In the letter to Obama and Biden, Graham noted that the evangelistic association named for his father waded into a North Carolina election by running full-page newspaper advertisements urging support for a state constitutional amendment banning gay marriage. Both Franklin Graham and the 94-year-old Billy Graham supported Republican nominee Mitt Romney in last year's presidential election. Billy Graham also appeared in national newspaper ads and newspaper ads in Ohio urging voters to back candidates who base their decisions on biblical principles, oppose gay marriage and abortion, and defend religious freedoms.
After the November election, Franklin Graham said, the two organizations received official notices that they continued to qualify for exemption from federal income taxes.
Members of Z Street, a group based in Merion Station, Pa., filed suit in 2010 after its application for tax-exempt status stalled. The group's president, Lori Lowenthal Marcus, told Fox News that she believes her organization it advocates a staunch, pro-Israel position was scrutinized in a way similar to tea party groups that the IRS has now acknowledged were inappropriately targeted.

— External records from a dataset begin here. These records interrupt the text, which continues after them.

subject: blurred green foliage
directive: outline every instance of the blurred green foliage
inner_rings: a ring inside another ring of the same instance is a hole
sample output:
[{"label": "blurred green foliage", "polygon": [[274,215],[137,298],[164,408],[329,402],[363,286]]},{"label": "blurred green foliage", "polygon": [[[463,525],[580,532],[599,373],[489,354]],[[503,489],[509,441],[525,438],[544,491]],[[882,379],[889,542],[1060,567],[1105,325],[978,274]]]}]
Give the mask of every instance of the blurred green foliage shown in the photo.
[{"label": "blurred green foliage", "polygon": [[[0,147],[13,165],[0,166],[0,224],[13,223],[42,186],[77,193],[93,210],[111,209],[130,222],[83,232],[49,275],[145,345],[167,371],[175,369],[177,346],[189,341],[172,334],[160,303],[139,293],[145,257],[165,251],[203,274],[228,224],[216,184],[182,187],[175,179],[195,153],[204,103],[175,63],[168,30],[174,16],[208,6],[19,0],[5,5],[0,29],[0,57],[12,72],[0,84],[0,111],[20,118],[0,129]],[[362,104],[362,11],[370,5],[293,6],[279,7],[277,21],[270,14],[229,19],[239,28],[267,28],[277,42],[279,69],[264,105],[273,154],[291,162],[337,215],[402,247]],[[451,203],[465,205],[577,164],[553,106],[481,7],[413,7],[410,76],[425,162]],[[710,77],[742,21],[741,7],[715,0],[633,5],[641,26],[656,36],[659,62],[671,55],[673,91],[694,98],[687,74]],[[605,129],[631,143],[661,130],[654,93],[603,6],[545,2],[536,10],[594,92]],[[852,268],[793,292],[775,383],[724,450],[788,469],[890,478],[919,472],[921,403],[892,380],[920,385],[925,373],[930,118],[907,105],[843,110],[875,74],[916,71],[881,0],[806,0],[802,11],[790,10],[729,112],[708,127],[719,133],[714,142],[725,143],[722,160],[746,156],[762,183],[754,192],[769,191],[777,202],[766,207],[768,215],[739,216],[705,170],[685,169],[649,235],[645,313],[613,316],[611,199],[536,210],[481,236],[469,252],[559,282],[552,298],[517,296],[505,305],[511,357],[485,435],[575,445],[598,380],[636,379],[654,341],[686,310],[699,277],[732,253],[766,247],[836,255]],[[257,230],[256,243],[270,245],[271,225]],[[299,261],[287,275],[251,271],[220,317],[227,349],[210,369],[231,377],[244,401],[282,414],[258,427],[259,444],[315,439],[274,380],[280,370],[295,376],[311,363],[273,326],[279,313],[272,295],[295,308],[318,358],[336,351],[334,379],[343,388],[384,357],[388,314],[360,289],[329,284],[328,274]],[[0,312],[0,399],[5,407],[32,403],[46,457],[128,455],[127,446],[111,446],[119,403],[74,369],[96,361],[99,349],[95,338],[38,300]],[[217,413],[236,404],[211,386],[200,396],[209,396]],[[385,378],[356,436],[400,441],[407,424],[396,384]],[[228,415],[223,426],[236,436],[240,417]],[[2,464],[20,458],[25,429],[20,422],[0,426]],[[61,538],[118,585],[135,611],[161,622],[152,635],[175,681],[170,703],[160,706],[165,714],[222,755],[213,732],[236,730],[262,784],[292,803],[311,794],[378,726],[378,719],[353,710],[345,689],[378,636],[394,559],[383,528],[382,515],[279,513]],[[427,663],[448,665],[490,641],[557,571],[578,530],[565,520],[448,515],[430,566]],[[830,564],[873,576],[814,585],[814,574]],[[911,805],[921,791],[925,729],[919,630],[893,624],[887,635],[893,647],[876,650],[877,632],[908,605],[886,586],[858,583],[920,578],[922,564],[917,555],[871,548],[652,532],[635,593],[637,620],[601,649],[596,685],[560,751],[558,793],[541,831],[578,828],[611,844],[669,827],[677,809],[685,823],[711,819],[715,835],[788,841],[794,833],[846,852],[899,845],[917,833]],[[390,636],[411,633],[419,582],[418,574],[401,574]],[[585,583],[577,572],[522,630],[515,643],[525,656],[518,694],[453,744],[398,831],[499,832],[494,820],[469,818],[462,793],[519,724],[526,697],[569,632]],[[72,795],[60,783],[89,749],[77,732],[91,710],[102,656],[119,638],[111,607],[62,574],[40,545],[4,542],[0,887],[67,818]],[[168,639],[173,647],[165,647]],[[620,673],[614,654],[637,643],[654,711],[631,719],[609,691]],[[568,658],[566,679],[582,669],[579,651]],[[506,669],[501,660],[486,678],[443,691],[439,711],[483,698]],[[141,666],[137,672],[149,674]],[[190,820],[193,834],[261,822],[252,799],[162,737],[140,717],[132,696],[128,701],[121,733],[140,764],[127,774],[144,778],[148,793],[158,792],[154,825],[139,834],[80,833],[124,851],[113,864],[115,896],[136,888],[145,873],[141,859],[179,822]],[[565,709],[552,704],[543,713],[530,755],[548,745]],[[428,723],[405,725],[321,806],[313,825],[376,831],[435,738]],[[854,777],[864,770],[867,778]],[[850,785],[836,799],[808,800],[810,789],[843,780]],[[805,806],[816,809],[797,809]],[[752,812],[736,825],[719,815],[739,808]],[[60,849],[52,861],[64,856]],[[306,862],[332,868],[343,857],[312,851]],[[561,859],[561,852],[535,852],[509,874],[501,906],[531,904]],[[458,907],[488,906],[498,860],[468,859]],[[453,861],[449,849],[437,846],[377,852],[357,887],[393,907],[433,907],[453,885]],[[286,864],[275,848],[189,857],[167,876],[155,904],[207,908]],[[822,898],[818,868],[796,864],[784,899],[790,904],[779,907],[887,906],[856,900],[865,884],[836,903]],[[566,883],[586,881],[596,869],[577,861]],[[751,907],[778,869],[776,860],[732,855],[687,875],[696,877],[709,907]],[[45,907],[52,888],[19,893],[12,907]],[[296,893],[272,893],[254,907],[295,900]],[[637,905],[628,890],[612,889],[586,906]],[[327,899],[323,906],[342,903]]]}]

In its suit, Z Street says it was told by the IRS that it was "scrutinizing" groups connected with Israel and that its case was being referred to a special IRS unit. Z Street's application for status as a tax-exempt, 501 (c) 3 organization has not yet been approved. A hearing on its suit is scheduled for July 2 in U.S. District Court in Washington.
Lowenthal said she believes Z Street was targeted because of her group's views on Israel.
"We knew that this is classic viewpoint discrimination," she said.
Dean Patterson, a spokesman for the IRS, said he could not comment on either Z Street or Franklin Graham's claims.
"Federal law prohibits the IRS from discussing specific tax payers," Patterson said.